Mais je ne généraliserais pas la condamnation de la violence. Imaginez des
travailleurs qui affrontent les dirigeants bureaucratiques pour trahison dans
un combat. Par exemple, dans l’État espagnol, le 1er mai, les travailleurs de
Sintel, un sous-traitant de la multinationale Telefónica, se sont présentés
devant la manifestation de CCOO et UGT. Alors que passait la première banderole
avec le secrétaire général du CCOO, Hidalgo, il y a eu des affrontements et à
la fin le secrétaire général Hidalgo a reçu un bâton sur la tête d’un des
travailleurs de Sintel. Immédiatement, toute la gauche, les syndicats et même
le comité lui-même ont condamné le travailleur qui avait frappé la cible dans
la confrontation.
https://www.lavanguardia.com/economia/20030501/51262774342/un-manifestante-agrede-al-lider-de-cc-oo-en-madrid-durante-la-marcha-del-1-de-mayo.html
Nous avons été impliqués dans la lutte de Sintel et nous avons publié une
déclaration tenant l’appareil CCOO responsable de la situation créée. Tant pour
la trahison dans la signature d’un accord rejeté par les ouvriers que pour
l’attitude provocatrice du service de l’ordre et du secrétaire général lui-même
qui s’est adressé directement aux manifestants, car le stalinisme réagit si
souvent à toute critique. Combien de fois sur les murs des usines en difficulté
n’y a-t-il pas de plaintes aux dirigeants perfides de la bureaucratie ? Et,
est-ce illégitime qu’ils puissent exprimer leur rejet ? Et dans les piquets de
grève, il n’y a pas de formes de violence parfois ?

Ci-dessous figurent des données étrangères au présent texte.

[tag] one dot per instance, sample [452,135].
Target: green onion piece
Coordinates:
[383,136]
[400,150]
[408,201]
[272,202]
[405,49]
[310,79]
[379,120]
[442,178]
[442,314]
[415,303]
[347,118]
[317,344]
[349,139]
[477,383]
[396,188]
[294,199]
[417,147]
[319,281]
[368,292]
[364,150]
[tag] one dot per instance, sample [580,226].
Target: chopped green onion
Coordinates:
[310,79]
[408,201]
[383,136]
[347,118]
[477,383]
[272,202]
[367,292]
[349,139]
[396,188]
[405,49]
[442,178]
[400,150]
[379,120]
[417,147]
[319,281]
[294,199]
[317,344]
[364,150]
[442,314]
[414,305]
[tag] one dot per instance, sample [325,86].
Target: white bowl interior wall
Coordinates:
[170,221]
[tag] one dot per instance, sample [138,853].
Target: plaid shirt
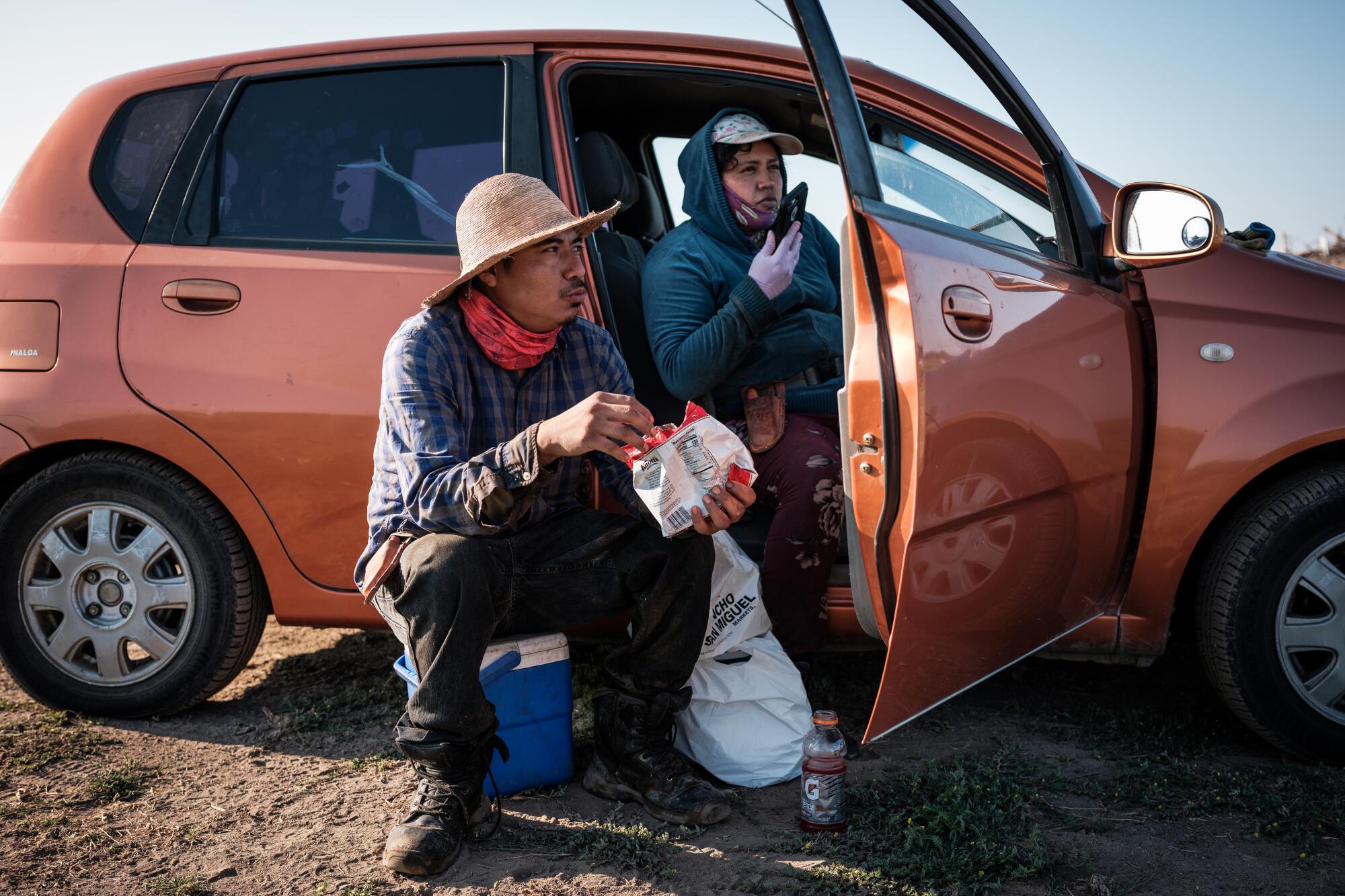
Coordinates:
[457,447]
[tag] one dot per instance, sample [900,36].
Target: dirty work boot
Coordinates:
[447,806]
[634,759]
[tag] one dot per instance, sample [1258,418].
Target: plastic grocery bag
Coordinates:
[680,464]
[748,715]
[736,611]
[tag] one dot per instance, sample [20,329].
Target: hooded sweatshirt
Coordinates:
[711,327]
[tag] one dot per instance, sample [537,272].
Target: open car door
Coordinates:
[989,417]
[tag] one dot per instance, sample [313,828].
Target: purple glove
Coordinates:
[773,270]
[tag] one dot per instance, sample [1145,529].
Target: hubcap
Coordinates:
[107,594]
[1311,630]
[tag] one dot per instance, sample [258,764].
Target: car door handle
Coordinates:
[968,314]
[201,296]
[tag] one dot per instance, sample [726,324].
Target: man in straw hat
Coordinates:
[492,397]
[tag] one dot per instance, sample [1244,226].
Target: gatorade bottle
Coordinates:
[822,806]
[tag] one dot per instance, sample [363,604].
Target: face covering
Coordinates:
[750,217]
[504,341]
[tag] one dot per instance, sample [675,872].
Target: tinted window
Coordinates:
[135,154]
[930,182]
[384,155]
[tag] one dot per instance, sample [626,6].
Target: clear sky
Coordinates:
[1238,99]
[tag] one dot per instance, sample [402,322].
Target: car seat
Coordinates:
[609,178]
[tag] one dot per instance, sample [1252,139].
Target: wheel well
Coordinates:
[29,464]
[1183,626]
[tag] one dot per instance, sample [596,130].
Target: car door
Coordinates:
[989,416]
[315,214]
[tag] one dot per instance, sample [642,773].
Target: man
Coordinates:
[492,397]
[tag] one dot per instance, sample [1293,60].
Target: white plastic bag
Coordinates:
[679,466]
[736,611]
[748,715]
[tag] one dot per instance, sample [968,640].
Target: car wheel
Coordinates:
[127,588]
[1272,615]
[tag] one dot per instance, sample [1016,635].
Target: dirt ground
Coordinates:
[1066,778]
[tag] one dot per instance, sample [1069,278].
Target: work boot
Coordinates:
[449,803]
[634,759]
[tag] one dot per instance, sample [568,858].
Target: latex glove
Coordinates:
[774,267]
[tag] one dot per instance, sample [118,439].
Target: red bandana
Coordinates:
[504,341]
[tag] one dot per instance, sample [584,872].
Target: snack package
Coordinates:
[679,466]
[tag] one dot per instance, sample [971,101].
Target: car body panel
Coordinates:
[286,385]
[1221,425]
[1019,430]
[1019,463]
[11,446]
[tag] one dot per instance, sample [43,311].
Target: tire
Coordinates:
[126,588]
[1272,614]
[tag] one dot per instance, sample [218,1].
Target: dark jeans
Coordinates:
[454,594]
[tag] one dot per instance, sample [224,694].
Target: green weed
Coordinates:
[964,823]
[45,736]
[180,885]
[607,842]
[116,783]
[369,888]
[380,762]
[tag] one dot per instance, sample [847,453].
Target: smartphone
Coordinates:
[790,210]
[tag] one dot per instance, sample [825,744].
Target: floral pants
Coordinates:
[801,479]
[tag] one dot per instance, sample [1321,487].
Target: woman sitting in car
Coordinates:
[727,309]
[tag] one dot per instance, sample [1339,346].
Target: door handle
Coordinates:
[201,296]
[968,314]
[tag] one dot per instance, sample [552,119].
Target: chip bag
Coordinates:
[680,464]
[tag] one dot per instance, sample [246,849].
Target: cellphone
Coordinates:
[790,210]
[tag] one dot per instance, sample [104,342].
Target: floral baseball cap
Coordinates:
[742,128]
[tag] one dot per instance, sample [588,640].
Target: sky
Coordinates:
[1237,99]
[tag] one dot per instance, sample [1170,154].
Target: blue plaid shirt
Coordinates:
[457,447]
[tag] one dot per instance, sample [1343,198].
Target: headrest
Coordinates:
[646,216]
[609,175]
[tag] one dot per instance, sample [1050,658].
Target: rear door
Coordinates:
[315,213]
[989,415]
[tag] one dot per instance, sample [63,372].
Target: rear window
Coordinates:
[364,157]
[135,154]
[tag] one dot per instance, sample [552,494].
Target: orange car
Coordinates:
[1066,413]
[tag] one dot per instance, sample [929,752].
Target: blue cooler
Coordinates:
[529,682]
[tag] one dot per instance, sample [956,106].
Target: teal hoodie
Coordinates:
[711,326]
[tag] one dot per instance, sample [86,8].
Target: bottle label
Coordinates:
[824,798]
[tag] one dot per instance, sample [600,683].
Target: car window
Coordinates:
[917,178]
[827,189]
[926,181]
[377,155]
[141,143]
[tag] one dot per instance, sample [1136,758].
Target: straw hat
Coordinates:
[508,213]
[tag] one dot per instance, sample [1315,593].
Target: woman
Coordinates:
[728,309]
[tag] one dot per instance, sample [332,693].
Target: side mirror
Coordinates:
[1160,224]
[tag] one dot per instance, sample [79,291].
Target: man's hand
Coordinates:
[724,507]
[592,425]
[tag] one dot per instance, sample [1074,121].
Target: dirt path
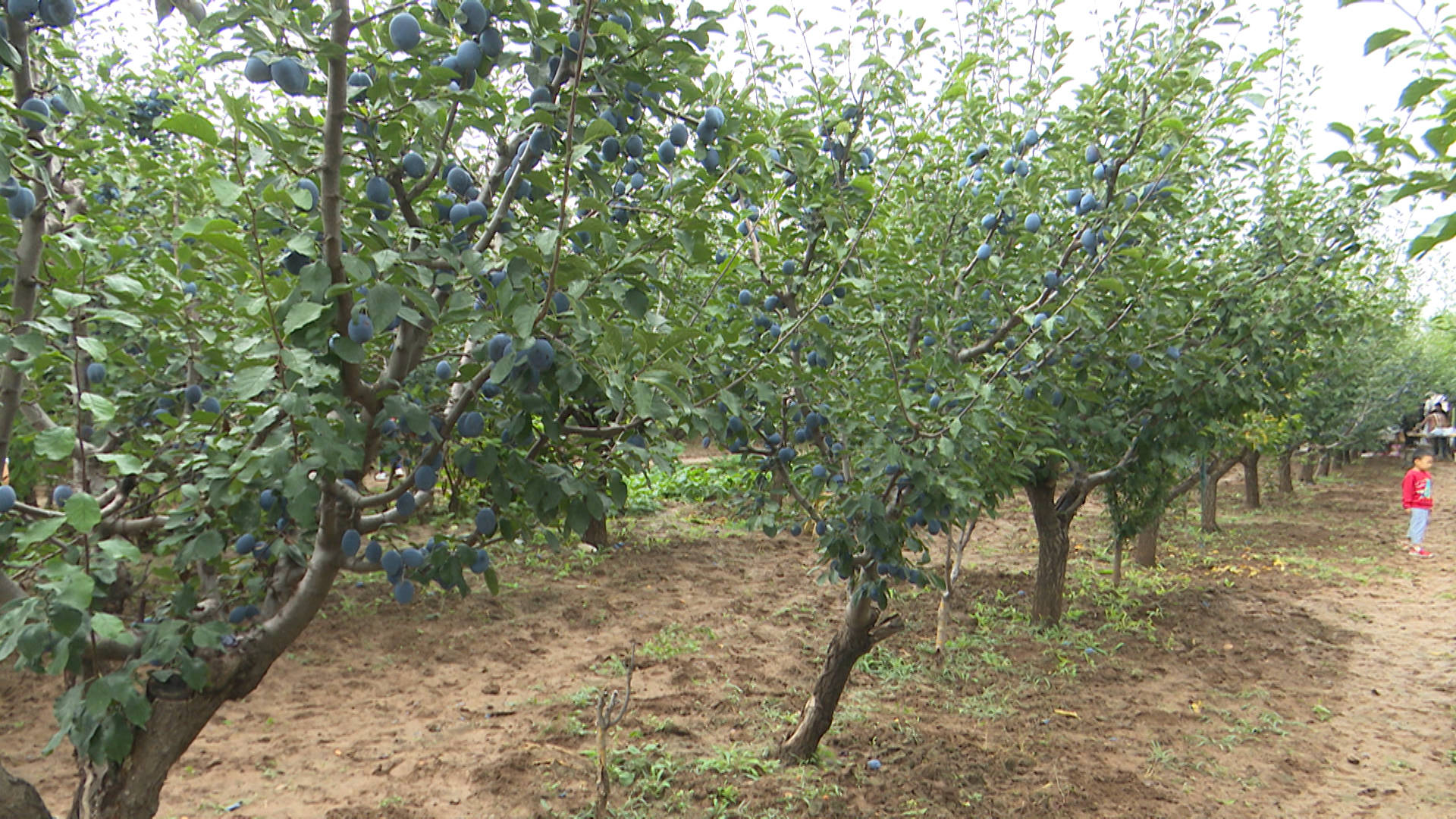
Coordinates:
[1394,742]
[1294,667]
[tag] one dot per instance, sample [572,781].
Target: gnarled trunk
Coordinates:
[1286,472]
[1251,480]
[1307,469]
[598,534]
[859,632]
[1052,551]
[954,553]
[1209,502]
[133,789]
[1147,550]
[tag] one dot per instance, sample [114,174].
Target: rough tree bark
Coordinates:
[1251,480]
[858,632]
[1307,469]
[1209,491]
[1052,550]
[1286,472]
[1209,502]
[1147,550]
[133,789]
[598,534]
[954,551]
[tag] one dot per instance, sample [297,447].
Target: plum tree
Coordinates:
[267,184]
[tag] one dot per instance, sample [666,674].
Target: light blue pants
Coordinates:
[1419,519]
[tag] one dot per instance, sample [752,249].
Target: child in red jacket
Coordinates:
[1416,494]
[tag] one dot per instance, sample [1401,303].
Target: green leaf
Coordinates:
[126,464]
[93,347]
[111,627]
[55,444]
[383,305]
[66,620]
[82,512]
[300,315]
[1382,38]
[254,381]
[193,126]
[124,284]
[120,550]
[39,531]
[101,409]
[226,193]
[71,585]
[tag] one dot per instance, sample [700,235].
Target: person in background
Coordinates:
[1416,497]
[1435,428]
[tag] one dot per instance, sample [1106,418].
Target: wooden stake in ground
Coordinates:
[610,713]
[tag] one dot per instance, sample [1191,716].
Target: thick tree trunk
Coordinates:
[856,635]
[1251,480]
[598,534]
[1307,469]
[1052,551]
[19,799]
[954,553]
[131,790]
[1209,503]
[1147,550]
[1286,472]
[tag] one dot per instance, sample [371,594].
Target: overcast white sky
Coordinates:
[1351,86]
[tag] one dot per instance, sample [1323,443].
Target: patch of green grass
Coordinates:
[889,667]
[736,761]
[645,771]
[674,640]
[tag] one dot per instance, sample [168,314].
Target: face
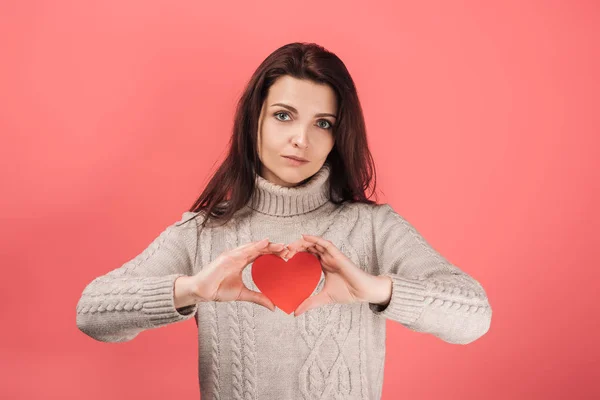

Une autre chose est que la confrontation et les graffitis proviennent d’un
autre appareil syndical, par exemple, des secteurs anarchistes. Je pense que
nous dirons que ce n’est pas la façon de résoudre les différends entre les
organisations du mouvement ouvrier. Nous regretterons, mais nous évitons de
« condamner », car la condamnation est un terme juridique, c’est-à-dire que si la
CGT a porté plainte auprès de la police, nous voulons éviter toute légitimation
de l’action pénale contre ces secteurs. Ce sont peut-être des traditions
différentes qui devraient également être prises en compte.